Unemployment is expected to rise sharply in all OECD member states without exception in the coming months, reaching a high point at the beginning of 2011. The OECD anticipates that unemployment in the seven largest industrial nations (G7) will reach 36 million by the end of the coming year—about twice as many as in mid-2007.

An analysis by the Commerzbank forecasts that things could become even worse, with economic performance in Germany shrinking in the current year by up to 7 percent.

The experts at Germany's second largest bank had previously anticipated an economic decline of between 3 and 4 percent. The latest figures cited in the Commerzbank report show that "orders and production data published for January have dramatically collapsed, in a way that is without example in German post-war history."

This unexpectedly strong decline in orders has "pulled the ground away" from under previous forecasts, explained Jörg Krämer, an economist with Commerzbank. In comparison to the already very poor fourth quarter of last year, growth has decreased by around 1.5 percent. Projecting this figure forward for the year, Krämer was expecting a decline of 6 percent. But the "collapse in orders" of the past weeks indicates that industrial production will continue to fall and the numbers could end up being even worse than feared.

The World Trade Organization (WTO) last week anticipated a fall in world trade by 9 percent, which would be the largest decrease since the end of the Second World War. World trade had already slowed down drastically in the second half of 2008. Germany's high dependency on exports means it is hard hit by this development. The German foreign trade federation expects a fall in exports this year of up to 15 percent—nearly twice as high as had been previously been estimated. 

In view of this development, living conditions for large sections of the population are worsening dramatically. The election to the Bundestag (federal parliament) in September will take place under conditions of ferocious social conflict and class battles.

This is also clear to some journalists.
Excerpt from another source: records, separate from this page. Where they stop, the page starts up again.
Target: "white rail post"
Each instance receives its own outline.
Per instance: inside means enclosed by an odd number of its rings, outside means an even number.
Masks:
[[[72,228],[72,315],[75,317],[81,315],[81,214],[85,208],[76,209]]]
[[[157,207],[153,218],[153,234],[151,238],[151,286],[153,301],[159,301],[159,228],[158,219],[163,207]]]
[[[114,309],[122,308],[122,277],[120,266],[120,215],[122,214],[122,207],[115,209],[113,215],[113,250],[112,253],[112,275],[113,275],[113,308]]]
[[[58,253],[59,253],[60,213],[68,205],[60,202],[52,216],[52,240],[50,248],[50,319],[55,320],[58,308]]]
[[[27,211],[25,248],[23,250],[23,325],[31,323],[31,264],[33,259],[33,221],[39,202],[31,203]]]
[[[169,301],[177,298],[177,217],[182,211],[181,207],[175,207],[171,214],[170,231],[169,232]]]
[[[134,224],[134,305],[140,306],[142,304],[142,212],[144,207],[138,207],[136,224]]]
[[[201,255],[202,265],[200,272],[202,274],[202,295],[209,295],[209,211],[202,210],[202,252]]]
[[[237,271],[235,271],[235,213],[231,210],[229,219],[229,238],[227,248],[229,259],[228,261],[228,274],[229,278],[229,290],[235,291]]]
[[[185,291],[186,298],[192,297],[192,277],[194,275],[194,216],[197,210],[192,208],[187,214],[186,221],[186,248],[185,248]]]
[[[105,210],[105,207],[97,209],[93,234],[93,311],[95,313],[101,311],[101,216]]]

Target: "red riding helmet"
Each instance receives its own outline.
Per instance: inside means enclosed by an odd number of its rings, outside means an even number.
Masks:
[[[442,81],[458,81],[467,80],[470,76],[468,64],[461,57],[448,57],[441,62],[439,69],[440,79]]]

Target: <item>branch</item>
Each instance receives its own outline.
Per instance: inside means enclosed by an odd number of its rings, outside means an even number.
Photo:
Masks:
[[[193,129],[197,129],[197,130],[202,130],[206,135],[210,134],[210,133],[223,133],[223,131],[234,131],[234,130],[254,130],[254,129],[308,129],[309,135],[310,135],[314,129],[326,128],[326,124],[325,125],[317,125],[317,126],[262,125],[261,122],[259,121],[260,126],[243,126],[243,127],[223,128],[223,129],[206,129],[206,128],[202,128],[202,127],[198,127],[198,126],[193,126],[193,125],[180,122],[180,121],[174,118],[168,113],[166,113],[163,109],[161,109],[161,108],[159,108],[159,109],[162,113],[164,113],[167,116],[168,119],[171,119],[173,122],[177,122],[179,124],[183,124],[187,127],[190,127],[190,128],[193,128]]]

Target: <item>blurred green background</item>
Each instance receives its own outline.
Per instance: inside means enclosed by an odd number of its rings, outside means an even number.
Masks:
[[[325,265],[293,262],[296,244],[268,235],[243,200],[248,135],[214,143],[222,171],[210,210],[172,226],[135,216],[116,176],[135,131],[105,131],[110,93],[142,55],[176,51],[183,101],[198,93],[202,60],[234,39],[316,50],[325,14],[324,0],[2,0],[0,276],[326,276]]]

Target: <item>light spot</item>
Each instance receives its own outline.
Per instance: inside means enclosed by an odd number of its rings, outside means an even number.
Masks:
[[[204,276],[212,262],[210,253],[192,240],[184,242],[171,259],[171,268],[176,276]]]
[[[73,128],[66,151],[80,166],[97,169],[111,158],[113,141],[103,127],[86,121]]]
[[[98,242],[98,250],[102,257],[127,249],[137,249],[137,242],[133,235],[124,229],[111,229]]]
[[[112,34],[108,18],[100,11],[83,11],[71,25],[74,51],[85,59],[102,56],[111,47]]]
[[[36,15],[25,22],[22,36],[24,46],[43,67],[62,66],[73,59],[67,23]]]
A recent comment in the Süddeutsche Zeitung, published March 25, ran under the headline, "The Crash Approaches." The article states, "Germans are not yet feeling the economic slump—but that will soon change." The "bitter facts" can no longer be denied: "The year 2009 will be truly catastrophic."

The discrepancy between how the "crisis is felt and the dramatically bad economic data" will soon pass, the article noted. "In a few months, the crisis will completely engulf the jobs market. Hundreds of thousands will become unemployed. The number of unemployed could grow by more than 1.5 million by the end of 2010. In many households that are presently reacting calmly to the crisis, despair will prevail."

Controversy has broken out inside the government coalition about how the burden of the crisis can best be shifted onto the backs of working people. Representatives of the leading trade associations and their close allies in the Christian Democratic Union/Christian Social Union (CDU/CSU) and the Free Democratic Party (FDP) are determined to implement a further redistribution of wealth from those at the bottom to those at the top. They want to exploit the crisis and mass unemployment in order to lower wages and substantially worsen working conditions. The Agenda 2010 "reforms" first introduced under the previous Social Democratic-Green Party collation under Gerhard Schröder and Joschka Fischer—low wages, cuts in welfare and mass poverty—are to be continued under all circumstances.

Chancellor Angela Merkel (CDU) and one section of the CDU/CSU consider such a confrontational course at this time to be too risky. They fear social protests and class battles, which could only be kept under control with difficulty. They are seeking to win time until the elections.

The Social Democrats are trying to exploit the controversy inside the CDU/CSU for their own electoral purposes. The same party that implemented cheap wage labour and massive cuts in welfare in an alliance with the Greens is now complaining about rising unemployment and mass misery. This is despite the fact that for the last 10 years the employment and finance ministers have come from the SPD, which is now part of the grand coalition with the CDU.